La relazione con il tuo compagno ha subito qualche cambiamento a seguito del periodo che avete vissuto?
La vita ci è sicuramente cambiata, nel senso che la priorità è diventata il nostro bambino, ma noi ci conosciamo da tanto, ci supportiamo comprendendo i momenti no dell’uno e dell’altro. Quando in ospedale ho avuto quel forte crollo emotivo, mio marito è stato fondamentale, io avevo paura di perdere il nostro bambino, anche perché era un’eventualità che non avrei mai accettato. Lì il nostro amore ha dimostrato che aveva delle fondamenta fortissime.

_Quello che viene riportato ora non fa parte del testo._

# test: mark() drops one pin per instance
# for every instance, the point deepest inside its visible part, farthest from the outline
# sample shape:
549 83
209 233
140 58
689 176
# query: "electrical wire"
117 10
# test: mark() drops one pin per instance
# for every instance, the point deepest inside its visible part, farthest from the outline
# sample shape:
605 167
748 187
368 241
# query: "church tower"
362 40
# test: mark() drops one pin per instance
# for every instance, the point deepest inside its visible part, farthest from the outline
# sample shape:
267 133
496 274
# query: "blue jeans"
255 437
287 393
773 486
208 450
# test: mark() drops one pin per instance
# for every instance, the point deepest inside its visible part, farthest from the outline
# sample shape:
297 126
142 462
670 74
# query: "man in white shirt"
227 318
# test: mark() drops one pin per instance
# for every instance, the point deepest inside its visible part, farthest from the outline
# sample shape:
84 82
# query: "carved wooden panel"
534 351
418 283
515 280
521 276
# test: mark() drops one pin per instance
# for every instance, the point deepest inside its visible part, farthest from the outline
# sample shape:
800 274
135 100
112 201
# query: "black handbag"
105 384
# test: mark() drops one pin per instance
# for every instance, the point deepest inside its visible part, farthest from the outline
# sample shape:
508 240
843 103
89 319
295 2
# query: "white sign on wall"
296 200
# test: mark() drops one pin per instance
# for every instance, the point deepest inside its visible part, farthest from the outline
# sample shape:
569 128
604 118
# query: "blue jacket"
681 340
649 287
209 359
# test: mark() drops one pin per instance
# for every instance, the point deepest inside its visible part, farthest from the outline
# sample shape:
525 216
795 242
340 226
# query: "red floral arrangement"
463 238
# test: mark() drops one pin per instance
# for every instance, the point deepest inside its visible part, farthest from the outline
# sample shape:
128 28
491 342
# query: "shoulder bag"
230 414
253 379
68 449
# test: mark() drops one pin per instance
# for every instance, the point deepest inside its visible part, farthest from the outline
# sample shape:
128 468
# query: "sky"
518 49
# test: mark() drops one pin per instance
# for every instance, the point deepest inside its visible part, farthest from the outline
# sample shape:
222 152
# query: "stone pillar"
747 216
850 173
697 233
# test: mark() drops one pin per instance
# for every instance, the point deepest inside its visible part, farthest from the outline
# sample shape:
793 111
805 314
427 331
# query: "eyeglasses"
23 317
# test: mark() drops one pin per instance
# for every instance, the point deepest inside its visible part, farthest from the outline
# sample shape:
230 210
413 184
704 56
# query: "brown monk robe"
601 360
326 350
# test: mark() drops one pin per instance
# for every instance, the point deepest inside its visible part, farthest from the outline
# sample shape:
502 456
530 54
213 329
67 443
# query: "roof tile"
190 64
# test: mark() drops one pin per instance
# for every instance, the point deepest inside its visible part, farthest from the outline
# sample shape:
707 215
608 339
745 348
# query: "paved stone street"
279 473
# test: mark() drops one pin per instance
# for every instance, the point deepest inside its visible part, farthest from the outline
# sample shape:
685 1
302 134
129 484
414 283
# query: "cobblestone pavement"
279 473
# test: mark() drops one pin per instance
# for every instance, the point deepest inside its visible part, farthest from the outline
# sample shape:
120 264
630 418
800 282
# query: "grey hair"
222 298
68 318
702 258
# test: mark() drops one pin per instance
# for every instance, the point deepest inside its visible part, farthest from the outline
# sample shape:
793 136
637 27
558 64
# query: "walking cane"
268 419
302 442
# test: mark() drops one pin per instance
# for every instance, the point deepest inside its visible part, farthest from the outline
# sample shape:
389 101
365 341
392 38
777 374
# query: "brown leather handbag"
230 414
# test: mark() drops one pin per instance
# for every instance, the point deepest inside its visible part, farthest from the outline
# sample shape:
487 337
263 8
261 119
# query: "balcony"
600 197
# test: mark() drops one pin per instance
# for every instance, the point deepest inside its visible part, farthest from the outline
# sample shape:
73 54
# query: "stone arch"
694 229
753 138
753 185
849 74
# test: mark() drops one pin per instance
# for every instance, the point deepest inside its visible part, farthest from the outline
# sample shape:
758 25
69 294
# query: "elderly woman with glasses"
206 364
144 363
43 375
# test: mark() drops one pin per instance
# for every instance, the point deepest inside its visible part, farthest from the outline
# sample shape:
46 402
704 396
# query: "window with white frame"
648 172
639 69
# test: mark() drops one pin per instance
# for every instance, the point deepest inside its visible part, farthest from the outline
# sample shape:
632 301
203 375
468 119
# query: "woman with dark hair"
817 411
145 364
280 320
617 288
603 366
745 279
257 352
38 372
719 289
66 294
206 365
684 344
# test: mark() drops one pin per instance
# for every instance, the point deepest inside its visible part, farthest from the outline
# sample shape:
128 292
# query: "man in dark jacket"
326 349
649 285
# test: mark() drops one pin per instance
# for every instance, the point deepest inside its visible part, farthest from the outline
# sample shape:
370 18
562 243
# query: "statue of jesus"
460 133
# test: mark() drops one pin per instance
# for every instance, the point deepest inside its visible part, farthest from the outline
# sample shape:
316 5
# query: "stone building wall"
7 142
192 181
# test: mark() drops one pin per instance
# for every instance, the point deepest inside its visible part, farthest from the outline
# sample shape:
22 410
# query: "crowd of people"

Come sta oggi Lorenzo e cosa gli auguri per il futuro?
Lorenzo sta bene, periodicamente si sottopone a dei controlli al Sant’Anna, ospedale in cui è nato, ma cresce a vista d’occhio. Gli auguro una vita piena di salute, e quando sarà adulto e si avvicinerà, se lo vorrà, alla genitorialità, gli auguro di non vivere ciò che io e il suo papà abbiamo vissuto.
Che mamma sei per il tuo bambino?
Credo di essere una mamma forte, nonostante la mia emotività un tempo mi facesse pensare al contrario. Spero di saper sempre supportare Lorenzo e di essere per lui un punto di riferimento.